Telecom Commission Letter Addressed to Various Parties
Ottawa, 17 May 2018
Our reference: 8622-F40-201802372
Mr. Christopher Copeland
320 March Road, Suite 604
Kanata, Ontario K2K 2E3
Ms. Natalie MacDonald
Vice-President, Regulatory Matters
6080 Young Street, 8th Floor
Halifax, Nova Scotia B3K 5L2
Re: Interim Relief in the Part 1 application by Frontier Networks Inc. against Eastlink relating to the resell of Third Party Internet Access - Commission Decision
On 16 April 2018, Frontier Networks Inc. (Frontier) filed a Part 1 application requesting expedited interim relief and final relief regarding the refusal of Bragg Communications Incorporated, carrying on business as Eastlink (Eastlink), to allow Frontier to continue to resell third-party Internet access (TPIA) services to its two reseller customers. Frontier claims that pursuant to Section 1.4 of Eastlink’s TPIA General Tariff CRTC 21171 (TPIA Tariff), such resale is permitted, while Eastlink argues that its TPIA Tariff entitles Frontier to resell Internet services to retail end-users only, and not to reseller customers.
In response to the current dispute, Eastlink is refusing to process any orders from Frontier to activate new customers until this dispute with Frontier is resolved. In light of Eastlink’s actions, Frontier’s application for interim relief seeks to have the Commission order Eastlink, on an interim basis, to cease the stop order on Frontier TPIA service activations until the Commission issues its determinations relating to the final relief sought by Frontier in the above-referenced Part 1 application.
In its response to Frontier’s application for interim relief, Eastlink submitted that the Commission is required to adopt the test recently enunciated by the Supreme Court of Canada in R. v. Canadian Broadcasting Corporation,Footnote1 instead of the test set out in RJR-MacDonald Footnote2 (the RJR-MacDonald Test).
The choice of test to use for determining whether to grant interim relief is solely within the Commission’s discretion. Accordingly, given that nothing on the record of this application provided any justification for changing the Commission’s use of the RJR-MacDonald Test, the Commission will apply the criteria set out in that test to reach its determination, namely: a) there is a serious issue to be determined; b) the party seeking relief will suffer irreparable harm if the interim relief is not granted; and c) the balance of convenience, taking into account the public interest, favours retaining the status quo until the Commission has disposed of the issues.

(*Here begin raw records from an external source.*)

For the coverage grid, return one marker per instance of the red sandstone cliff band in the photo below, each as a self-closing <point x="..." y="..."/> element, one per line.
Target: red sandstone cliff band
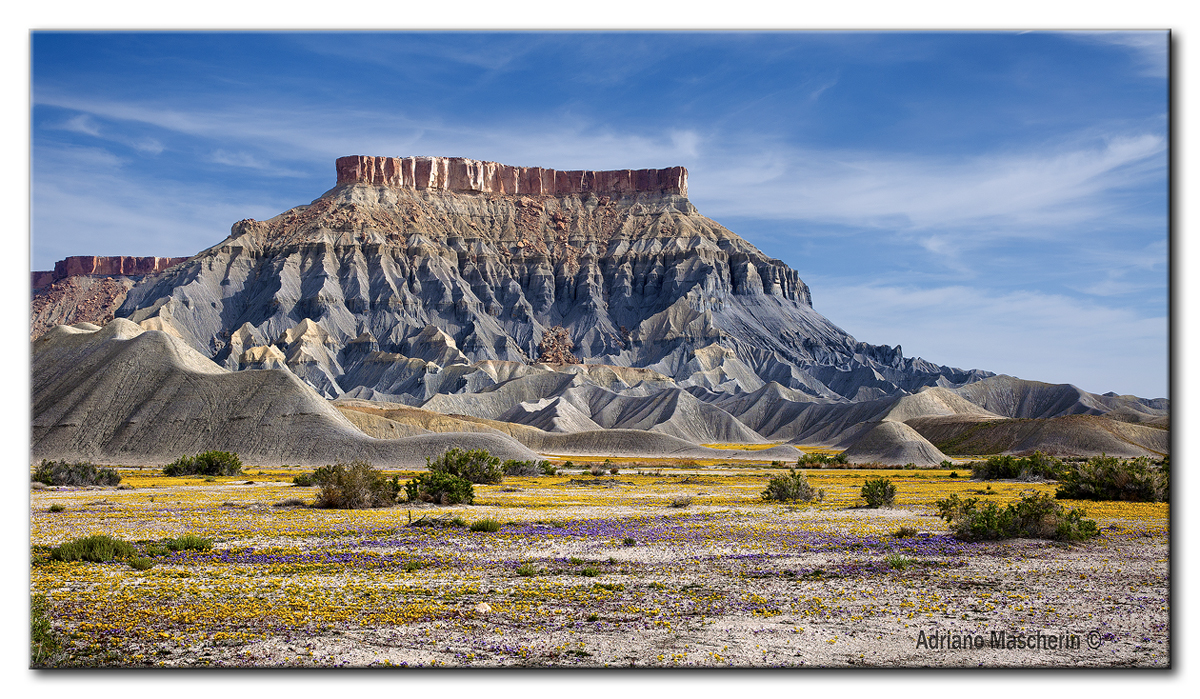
<point x="462" y="174"/>
<point x="100" y="266"/>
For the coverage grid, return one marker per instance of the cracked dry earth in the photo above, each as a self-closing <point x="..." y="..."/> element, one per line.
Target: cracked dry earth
<point x="605" y="575"/>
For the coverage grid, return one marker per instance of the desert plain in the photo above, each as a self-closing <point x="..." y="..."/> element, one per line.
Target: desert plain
<point x="663" y="563"/>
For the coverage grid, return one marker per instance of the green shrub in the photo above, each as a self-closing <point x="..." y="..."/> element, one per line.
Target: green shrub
<point x="1036" y="515"/>
<point x="354" y="485"/>
<point x="485" y="525"/>
<point x="42" y="641"/>
<point x="441" y="488"/>
<point x="814" y="459"/>
<point x="1111" y="478"/>
<point x="791" y="488"/>
<point x="205" y="464"/>
<point x="97" y="549"/>
<point x="77" y="473"/>
<point x="1038" y="466"/>
<point x="515" y="467"/>
<point x="477" y="465"/>
<point x="879" y="493"/>
<point x="189" y="543"/>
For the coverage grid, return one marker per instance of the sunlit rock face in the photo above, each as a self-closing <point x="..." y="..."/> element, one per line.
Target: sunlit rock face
<point x="411" y="267"/>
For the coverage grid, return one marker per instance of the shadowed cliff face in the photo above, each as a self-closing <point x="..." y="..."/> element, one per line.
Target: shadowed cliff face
<point x="401" y="261"/>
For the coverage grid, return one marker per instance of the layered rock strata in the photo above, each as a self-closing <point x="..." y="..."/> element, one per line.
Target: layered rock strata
<point x="462" y="174"/>
<point x="101" y="266"/>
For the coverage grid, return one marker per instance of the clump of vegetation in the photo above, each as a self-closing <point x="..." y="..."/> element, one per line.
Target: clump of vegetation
<point x="1036" y="467"/>
<point x="205" y="464"/>
<point x="42" y="641"/>
<point x="477" y="465"/>
<point x="485" y="525"/>
<point x="879" y="493"/>
<point x="793" y="487"/>
<point x="1036" y="515"/>
<point x="1111" y="478"/>
<point x="556" y="347"/>
<point x="815" y="459"/>
<point x="441" y="488"/>
<point x="189" y="543"/>
<point x="516" y="467"/>
<point x="96" y="549"/>
<point x="354" y="485"/>
<point x="77" y="473"/>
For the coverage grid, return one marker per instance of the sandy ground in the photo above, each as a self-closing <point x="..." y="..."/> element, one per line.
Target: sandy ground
<point x="724" y="581"/>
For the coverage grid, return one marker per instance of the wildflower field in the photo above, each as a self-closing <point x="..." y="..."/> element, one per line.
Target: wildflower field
<point x="676" y="567"/>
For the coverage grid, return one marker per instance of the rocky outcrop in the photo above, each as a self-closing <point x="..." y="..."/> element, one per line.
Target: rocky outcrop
<point x="454" y="261"/>
<point x="462" y="174"/>
<point x="88" y="288"/>
<point x="76" y="299"/>
<point x="100" y="266"/>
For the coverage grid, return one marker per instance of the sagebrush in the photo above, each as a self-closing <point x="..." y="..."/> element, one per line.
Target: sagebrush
<point x="1111" y="478"/>
<point x="793" y="487"/>
<point x="1037" y="466"/>
<point x="1036" y="515"/>
<point x="75" y="473"/>
<point x="879" y="493"/>
<point x="354" y="485"/>
<point x="205" y="464"/>
<point x="441" y="488"/>
<point x="475" y="465"/>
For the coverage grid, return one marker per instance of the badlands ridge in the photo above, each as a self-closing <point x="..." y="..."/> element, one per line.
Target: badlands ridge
<point x="406" y="311"/>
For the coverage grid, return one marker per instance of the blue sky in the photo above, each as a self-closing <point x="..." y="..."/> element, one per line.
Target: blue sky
<point x="985" y="199"/>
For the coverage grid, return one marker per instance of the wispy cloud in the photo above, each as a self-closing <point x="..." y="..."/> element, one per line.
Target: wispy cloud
<point x="1147" y="49"/>
<point x="1030" y="334"/>
<point x="1063" y="186"/>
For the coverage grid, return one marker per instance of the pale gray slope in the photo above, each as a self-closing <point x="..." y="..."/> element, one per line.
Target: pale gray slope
<point x="552" y="414"/>
<point x="673" y="412"/>
<point x="1018" y="398"/>
<point x="891" y="442"/>
<point x="126" y="395"/>
<point x="640" y="280"/>
<point x="1079" y="435"/>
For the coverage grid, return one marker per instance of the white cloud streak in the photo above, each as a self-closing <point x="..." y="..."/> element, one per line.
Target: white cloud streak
<point x="1029" y="334"/>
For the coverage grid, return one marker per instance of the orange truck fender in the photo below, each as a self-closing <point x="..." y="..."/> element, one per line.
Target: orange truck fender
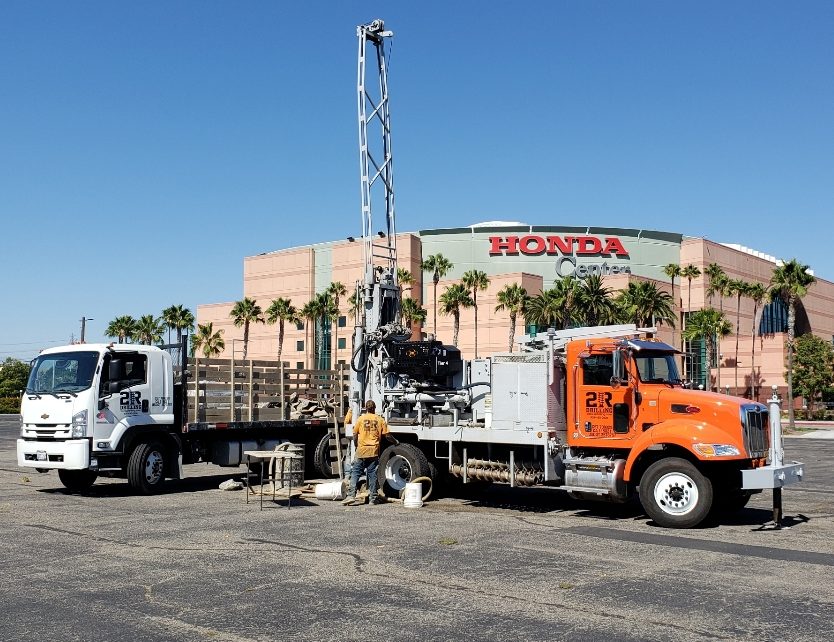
<point x="683" y="433"/>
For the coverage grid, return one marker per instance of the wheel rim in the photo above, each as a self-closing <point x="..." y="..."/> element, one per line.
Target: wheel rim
<point x="397" y="472"/>
<point x="153" y="467"/>
<point x="676" y="494"/>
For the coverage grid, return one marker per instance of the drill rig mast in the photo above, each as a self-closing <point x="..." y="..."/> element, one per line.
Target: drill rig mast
<point x="378" y="294"/>
<point x="386" y="366"/>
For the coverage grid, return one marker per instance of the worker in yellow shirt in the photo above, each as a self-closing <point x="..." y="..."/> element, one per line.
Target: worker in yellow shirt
<point x="368" y="430"/>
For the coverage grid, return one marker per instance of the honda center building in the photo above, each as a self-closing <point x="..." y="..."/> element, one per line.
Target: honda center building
<point x="534" y="257"/>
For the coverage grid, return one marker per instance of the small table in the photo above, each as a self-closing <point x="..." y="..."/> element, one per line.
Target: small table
<point x="268" y="458"/>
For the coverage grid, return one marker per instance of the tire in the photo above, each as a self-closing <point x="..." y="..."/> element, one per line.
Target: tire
<point x="321" y="457"/>
<point x="146" y="467"/>
<point x="77" y="481"/>
<point x="675" y="494"/>
<point x="399" y="464"/>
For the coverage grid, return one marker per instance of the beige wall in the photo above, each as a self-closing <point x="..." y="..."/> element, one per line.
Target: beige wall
<point x="769" y="350"/>
<point x="293" y="274"/>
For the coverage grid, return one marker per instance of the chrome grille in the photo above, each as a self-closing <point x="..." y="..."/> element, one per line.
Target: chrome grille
<point x="754" y="420"/>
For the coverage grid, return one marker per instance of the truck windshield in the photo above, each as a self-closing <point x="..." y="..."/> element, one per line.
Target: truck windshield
<point x="62" y="372"/>
<point x="656" y="367"/>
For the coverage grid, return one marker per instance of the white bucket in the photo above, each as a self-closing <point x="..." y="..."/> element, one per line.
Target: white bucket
<point x="413" y="496"/>
<point x="329" y="490"/>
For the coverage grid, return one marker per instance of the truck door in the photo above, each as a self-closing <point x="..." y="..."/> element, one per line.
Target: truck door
<point x="125" y="391"/>
<point x="602" y="405"/>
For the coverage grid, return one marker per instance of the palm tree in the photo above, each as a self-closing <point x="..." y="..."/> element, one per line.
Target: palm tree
<point x="404" y="278"/>
<point x="281" y="311"/>
<point x="707" y="324"/>
<point x="544" y="310"/>
<point x="595" y="301"/>
<point x="646" y="304"/>
<point x="439" y="266"/>
<point x="757" y="292"/>
<point x="179" y="318"/>
<point x="336" y="290"/>
<point x="245" y="312"/>
<point x="513" y="298"/>
<point x="673" y="271"/>
<point x="451" y="301"/>
<point x="413" y="312"/>
<point x="475" y="280"/>
<point x="353" y="304"/>
<point x="122" y="327"/>
<point x="739" y="288"/>
<point x="207" y="341"/>
<point x="149" y="329"/>
<point x="790" y="282"/>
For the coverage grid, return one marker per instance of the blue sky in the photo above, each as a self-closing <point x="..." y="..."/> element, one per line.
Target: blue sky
<point x="148" y="147"/>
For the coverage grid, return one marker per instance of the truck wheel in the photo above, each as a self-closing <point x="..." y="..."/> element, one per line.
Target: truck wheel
<point x="675" y="494"/>
<point x="77" y="480"/>
<point x="399" y="464"/>
<point x="321" y="456"/>
<point x="146" y="467"/>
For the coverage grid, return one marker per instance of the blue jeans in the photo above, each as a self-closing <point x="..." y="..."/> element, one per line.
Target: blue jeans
<point x="369" y="467"/>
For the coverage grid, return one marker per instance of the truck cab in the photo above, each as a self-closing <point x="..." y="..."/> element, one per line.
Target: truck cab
<point x="686" y="450"/>
<point x="83" y="403"/>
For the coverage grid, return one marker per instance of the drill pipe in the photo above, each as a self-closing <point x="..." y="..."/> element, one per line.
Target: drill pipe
<point x="481" y="470"/>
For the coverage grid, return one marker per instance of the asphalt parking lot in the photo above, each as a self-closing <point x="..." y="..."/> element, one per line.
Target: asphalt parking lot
<point x="197" y="563"/>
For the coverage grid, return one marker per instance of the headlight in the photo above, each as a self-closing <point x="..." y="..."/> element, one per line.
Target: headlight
<point x="716" y="450"/>
<point x="79" y="424"/>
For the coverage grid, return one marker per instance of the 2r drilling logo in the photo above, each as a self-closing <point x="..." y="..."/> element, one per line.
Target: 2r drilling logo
<point x="130" y="402"/>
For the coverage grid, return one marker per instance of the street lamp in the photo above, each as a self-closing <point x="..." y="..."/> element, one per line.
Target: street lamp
<point x="84" y="326"/>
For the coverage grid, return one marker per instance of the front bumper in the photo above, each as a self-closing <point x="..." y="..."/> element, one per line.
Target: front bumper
<point x="73" y="454"/>
<point x="772" y="476"/>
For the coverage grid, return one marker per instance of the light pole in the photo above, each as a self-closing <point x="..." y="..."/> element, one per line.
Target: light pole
<point x="84" y="326"/>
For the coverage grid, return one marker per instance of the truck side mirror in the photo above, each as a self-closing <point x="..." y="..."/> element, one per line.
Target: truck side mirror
<point x="619" y="374"/>
<point x="115" y="371"/>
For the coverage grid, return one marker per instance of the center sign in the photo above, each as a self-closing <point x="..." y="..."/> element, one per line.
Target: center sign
<point x="567" y="248"/>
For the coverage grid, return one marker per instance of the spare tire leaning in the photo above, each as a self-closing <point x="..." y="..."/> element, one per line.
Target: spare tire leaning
<point x="401" y="464"/>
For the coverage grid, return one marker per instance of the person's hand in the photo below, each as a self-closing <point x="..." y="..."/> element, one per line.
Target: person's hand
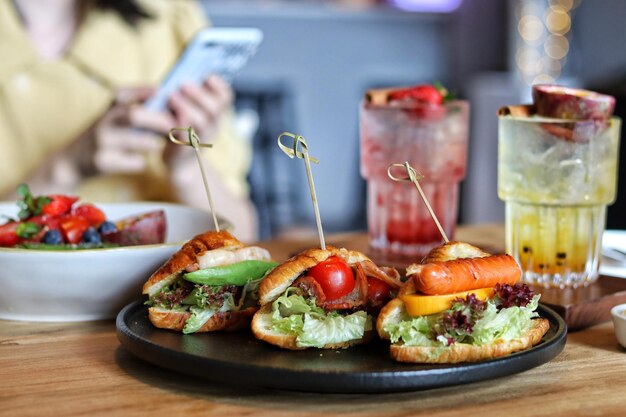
<point x="201" y="106"/>
<point x="127" y="133"/>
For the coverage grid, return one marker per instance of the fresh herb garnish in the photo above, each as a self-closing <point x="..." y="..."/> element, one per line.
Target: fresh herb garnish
<point x="27" y="230"/>
<point x="29" y="205"/>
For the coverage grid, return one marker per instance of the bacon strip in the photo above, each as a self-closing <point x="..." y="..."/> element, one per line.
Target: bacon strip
<point x="311" y="288"/>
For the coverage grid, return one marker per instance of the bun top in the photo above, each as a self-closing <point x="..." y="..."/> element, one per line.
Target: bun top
<point x="188" y="255"/>
<point x="281" y="277"/>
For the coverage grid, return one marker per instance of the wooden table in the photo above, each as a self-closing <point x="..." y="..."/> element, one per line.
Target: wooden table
<point x="72" y="369"/>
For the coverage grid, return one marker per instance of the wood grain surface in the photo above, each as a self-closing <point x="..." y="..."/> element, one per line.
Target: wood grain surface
<point x="79" y="369"/>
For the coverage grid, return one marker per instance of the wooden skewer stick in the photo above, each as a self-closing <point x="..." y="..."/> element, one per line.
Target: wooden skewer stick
<point x="194" y="142"/>
<point x="414" y="177"/>
<point x="293" y="152"/>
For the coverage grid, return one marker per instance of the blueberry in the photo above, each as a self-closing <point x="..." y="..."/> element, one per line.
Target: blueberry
<point x="91" y="235"/>
<point x="53" y="237"/>
<point x="107" y="227"/>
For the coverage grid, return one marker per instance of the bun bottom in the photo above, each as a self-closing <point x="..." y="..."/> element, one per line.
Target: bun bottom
<point x="262" y="330"/>
<point x="461" y="352"/>
<point x="226" y="321"/>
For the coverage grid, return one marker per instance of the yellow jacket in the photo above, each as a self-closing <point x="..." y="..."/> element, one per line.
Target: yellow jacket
<point x="45" y="105"/>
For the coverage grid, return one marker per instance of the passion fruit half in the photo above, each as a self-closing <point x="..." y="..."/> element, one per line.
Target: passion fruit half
<point x="560" y="102"/>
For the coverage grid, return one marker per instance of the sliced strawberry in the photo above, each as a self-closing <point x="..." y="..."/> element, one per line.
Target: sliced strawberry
<point x="91" y="213"/>
<point x="8" y="234"/>
<point x="73" y="227"/>
<point x="60" y="204"/>
<point x="423" y="93"/>
<point x="47" y="220"/>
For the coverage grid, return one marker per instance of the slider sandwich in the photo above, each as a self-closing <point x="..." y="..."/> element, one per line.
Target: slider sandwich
<point x="326" y="299"/>
<point x="461" y="305"/>
<point x="210" y="284"/>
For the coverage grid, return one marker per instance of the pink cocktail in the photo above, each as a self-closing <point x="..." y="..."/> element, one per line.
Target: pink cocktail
<point x="433" y="139"/>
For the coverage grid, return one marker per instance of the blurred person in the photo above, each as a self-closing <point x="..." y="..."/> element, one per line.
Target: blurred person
<point x="72" y="79"/>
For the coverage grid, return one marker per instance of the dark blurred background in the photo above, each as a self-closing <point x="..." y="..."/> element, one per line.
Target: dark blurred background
<point x="319" y="57"/>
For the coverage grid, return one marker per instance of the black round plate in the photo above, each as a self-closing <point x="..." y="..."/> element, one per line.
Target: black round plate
<point x="238" y="358"/>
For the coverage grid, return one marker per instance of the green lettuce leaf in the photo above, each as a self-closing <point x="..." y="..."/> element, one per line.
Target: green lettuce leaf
<point x="317" y="332"/>
<point x="199" y="316"/>
<point x="505" y="324"/>
<point x="294" y="315"/>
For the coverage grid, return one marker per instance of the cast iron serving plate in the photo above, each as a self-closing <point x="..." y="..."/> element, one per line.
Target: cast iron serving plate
<point x="227" y="357"/>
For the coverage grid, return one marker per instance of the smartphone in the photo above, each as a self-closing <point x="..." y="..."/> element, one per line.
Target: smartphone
<point x="221" y="51"/>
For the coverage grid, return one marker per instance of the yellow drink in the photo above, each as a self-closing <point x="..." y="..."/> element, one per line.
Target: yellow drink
<point x="556" y="178"/>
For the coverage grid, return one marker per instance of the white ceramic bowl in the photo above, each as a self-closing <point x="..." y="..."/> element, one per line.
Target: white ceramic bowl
<point x="618" y="314"/>
<point x="42" y="285"/>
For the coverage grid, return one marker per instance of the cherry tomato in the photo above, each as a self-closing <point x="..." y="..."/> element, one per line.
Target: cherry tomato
<point x="60" y="204"/>
<point x="334" y="276"/>
<point x="424" y="93"/>
<point x="91" y="213"/>
<point x="377" y="290"/>
<point x="73" y="228"/>
<point x="8" y="234"/>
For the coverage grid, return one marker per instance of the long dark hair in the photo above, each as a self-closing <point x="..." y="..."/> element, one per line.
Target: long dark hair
<point x="129" y="10"/>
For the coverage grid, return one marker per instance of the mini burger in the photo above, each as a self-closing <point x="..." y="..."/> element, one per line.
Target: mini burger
<point x="326" y="299"/>
<point x="210" y="284"/>
<point x="461" y="305"/>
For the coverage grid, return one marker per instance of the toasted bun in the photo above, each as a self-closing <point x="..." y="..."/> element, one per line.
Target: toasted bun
<point x="187" y="255"/>
<point x="281" y="277"/>
<point x="262" y="330"/>
<point x="227" y="321"/>
<point x="453" y="250"/>
<point x="462" y="352"/>
<point x="395" y="312"/>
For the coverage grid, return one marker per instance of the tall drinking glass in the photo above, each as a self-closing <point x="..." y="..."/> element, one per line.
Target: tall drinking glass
<point x="557" y="178"/>
<point x="433" y="139"/>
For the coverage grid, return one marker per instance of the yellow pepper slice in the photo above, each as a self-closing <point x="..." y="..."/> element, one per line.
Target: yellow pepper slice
<point x="423" y="305"/>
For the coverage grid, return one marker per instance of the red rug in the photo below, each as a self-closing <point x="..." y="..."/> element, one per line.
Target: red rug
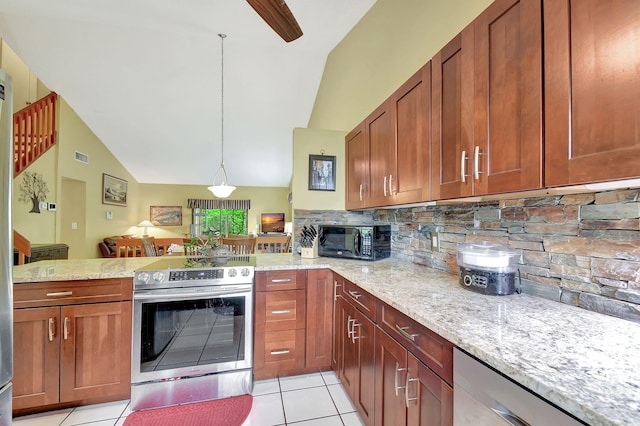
<point x="220" y="412"/>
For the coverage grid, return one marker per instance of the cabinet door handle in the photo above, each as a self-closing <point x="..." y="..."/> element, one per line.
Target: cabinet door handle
<point x="407" y="400"/>
<point x="405" y="334"/>
<point x="335" y="290"/>
<point x="51" y="333"/>
<point x="60" y="293"/>
<point x="353" y="333"/>
<point x="476" y="163"/>
<point x="66" y="328"/>
<point x="463" y="158"/>
<point x="396" y="386"/>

- A serious issue to be determined
It is reasonable to suggest that the wording of Section 1.4 of Eastlink’s TPIA Tariff (“The Customer may resell or share TPIA Service, in accordance with the terms of this Tariff.”) could ultimately be interpreted by the Commission, when addressing the final relief, in a way that would allow Frontier to resell TPIA services to its reseller customers.
- Irreparable harm if the relief is not granted
End-users are likely to associate with Frontier and its two reseller customers the prolonged installation delays and delayed access to competitive high-speed Internet services resulting from Eastlink’s stop orders, which will likely result in harm to the reputation of both Frontier and its two resellers. This reputational harm cannot be cured by pecuniary damages, and the nature of this harm is precisely what interim relief is intended to prevent.
- The balance of convenience favours interim relief
The Commission has concerns that allowing Eastlink to cease activating new orders from Frontier for potentially several months until the Commission renders its final decision on the Part 1 application could encourage other incumbents to interpret their obligations pursuant to their high-speed access service tariffs in a way that would cause harm to other TPIA customers similar to those described above, pending the Commission’s decision on the proper interpretation.
In light of the above, the Commission finds that Frontier has met the criteria established in RJR-MacDonald and directs Eastlink to immediately continue to process Frontier’s TPIA service activations, including those activations that have been put on hold since April 2018, until the Commission issues its final determinations on Frontier’s Part 1 application.
Furthermore, while the Commission expects that Eastlink will not disconnect TPIA services until the Commission issues its final decision on Frontier’s Part 1 application, as agreed to by Eastlink in its submissions to the interim relief, it also expects that Eastlink will continue to provide all applicable TPIA services to Frontier, which may include, but are not necessarily limited to, trouble ticket resolution, modem testing, and service changes, including modem swaps and speed changes.